Edit Translate
Baca beberapa hal berikut sebelum melakukan edit terjemahan.

Bab 2302: Kaisar Agung Menang

Penyu Naga berangkat. Suara gemuruh bergulir melintasi kekosongan. Retakan spasial muncul di antara langit dan bumi, dan suara teriakan sedih yang berasal dari Dragon Turtle sepertinya juga menarik air mata dari yang lain.

Yang lebih menyedihkan lagi adalah Requiem Ilahi. Di atas tubuh Kura-kura Naga yang sangat besar, kota kehancuran itu membentuk bidang yang didominasi oleh musik Jalan Agung. Semua pembudidaya terperangkap di dalamnya, termasuk mereka yang selamat dari Kesengsaraan Ilahi dari Jalan Agung. Mereka juga terperosok dalam suasana sedih dari Requiem Ilahi, jatuh ke dalam kesedihan yang begitu mutlak sehingga mereka tidak dapat melarikan diri sendiri.

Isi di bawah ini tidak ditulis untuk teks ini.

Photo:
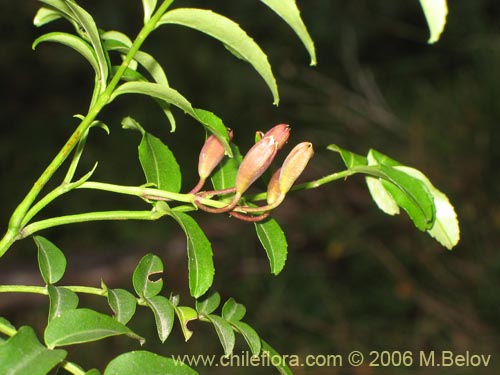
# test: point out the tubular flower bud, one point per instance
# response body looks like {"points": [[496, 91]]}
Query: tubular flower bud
{"points": [[294, 165], [211, 155], [255, 163]]}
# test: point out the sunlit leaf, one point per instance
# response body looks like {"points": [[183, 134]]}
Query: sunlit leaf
{"points": [[273, 240], [23, 354], [230, 34], [288, 11]]}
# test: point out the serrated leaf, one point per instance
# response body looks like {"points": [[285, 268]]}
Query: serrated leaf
{"points": [[208, 303], [148, 266], [273, 240], [146, 363], [250, 335], [288, 11], [51, 260], [164, 315], [23, 354], [230, 34], [446, 229], [74, 42], [185, 314], [233, 311], [159, 164], [61, 300], [199, 250], [435, 12], [123, 304], [83, 325], [225, 333]]}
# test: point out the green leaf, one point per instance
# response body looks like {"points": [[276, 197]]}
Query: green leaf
{"points": [[149, 7], [51, 260], [148, 266], [230, 34], [23, 354], [225, 333], [123, 304], [435, 12], [233, 311], [185, 314], [61, 300], [208, 303], [288, 11], [446, 229], [146, 363], [159, 164], [164, 315], [273, 240], [83, 325], [200, 262], [250, 336]]}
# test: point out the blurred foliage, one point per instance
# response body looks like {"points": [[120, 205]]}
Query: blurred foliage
{"points": [[355, 278]]}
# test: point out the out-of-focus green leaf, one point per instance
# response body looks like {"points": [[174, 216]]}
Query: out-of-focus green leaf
{"points": [[288, 11], [148, 266], [435, 12], [23, 354], [229, 33], [123, 304], [146, 363], [61, 300], [273, 240], [200, 262], [164, 315], [159, 164], [51, 260], [83, 325]]}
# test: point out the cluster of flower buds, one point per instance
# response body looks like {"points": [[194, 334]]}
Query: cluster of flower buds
{"points": [[256, 161]]}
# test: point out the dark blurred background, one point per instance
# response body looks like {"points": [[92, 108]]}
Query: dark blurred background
{"points": [[355, 278]]}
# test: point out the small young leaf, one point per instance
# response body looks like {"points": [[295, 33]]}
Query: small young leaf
{"points": [[435, 12], [123, 304], [288, 11], [164, 315], [146, 363], [61, 300], [148, 266], [233, 311], [230, 34], [83, 325], [200, 262], [23, 354], [185, 314], [250, 335], [51, 260], [159, 164], [208, 303], [273, 240], [225, 333]]}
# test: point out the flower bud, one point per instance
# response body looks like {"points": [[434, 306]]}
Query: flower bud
{"points": [[211, 155], [294, 165], [255, 163]]}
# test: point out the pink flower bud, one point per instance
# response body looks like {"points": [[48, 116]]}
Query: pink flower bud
{"points": [[255, 163], [294, 165], [211, 155]]}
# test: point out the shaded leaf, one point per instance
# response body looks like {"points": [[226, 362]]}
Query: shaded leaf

Mereka yang selamat dari Kesengsaraan Ilahi utama kedua memiliki perlawanan terkuat, tetapi mereka tidak dapat menahan guqin. Perlahan-lahan, suara guqin menyerbu pikiran mereka, mengirim mereka ke dalam suasana kesedihan yang mutlak. Kesedihan mutlak ini bahkan membanjiri keinginan terkuat dan menghancurkan mereka. Kecuali seorang kultivator dapat melepaskan emosi dan keinginannya sendiri, dia tidak akan dapat melepaskan diri dari musik yang dimainkan oleh Kaisar Agung ini.

Tidak peduli seberapa kuat kultivasi seseorang, mereka telah jatuh ke dalam perasaan itu.

Secara bertahap, terlepas dari lenguhan sedih Kura-Kura Naga, ruang menjadi sangat sunyi kecuali suara guqin yang menyedihkan dan menyedihkan itu.

Ye Futian sudah jatuh ke dalam kesedihan ini dan tahu bahwa dia tidak bisa dan tidak menahan suara guqin. Sebaliknya, dia membiarkan dirinya mengikuti arus dan membenamkan dirinya di dalamnya. Dia ingin melihat apakah kesedihan ini dapat menghancurkannya, tetapi dia juga ingin melihat apa yang tersembunyi dalam kesedihan yang luar biasa ini.

Karena budidaya musiknya, dia tahu bahwa setiap suara musik memiliki maknanya sendiri. Dia ingin benar-benar merasakan suasana hati Shenyin the Great ketika dia memainkan guqin dan melihat mengapa Shenyin the Great mampu membuat musik sedih seperti itu.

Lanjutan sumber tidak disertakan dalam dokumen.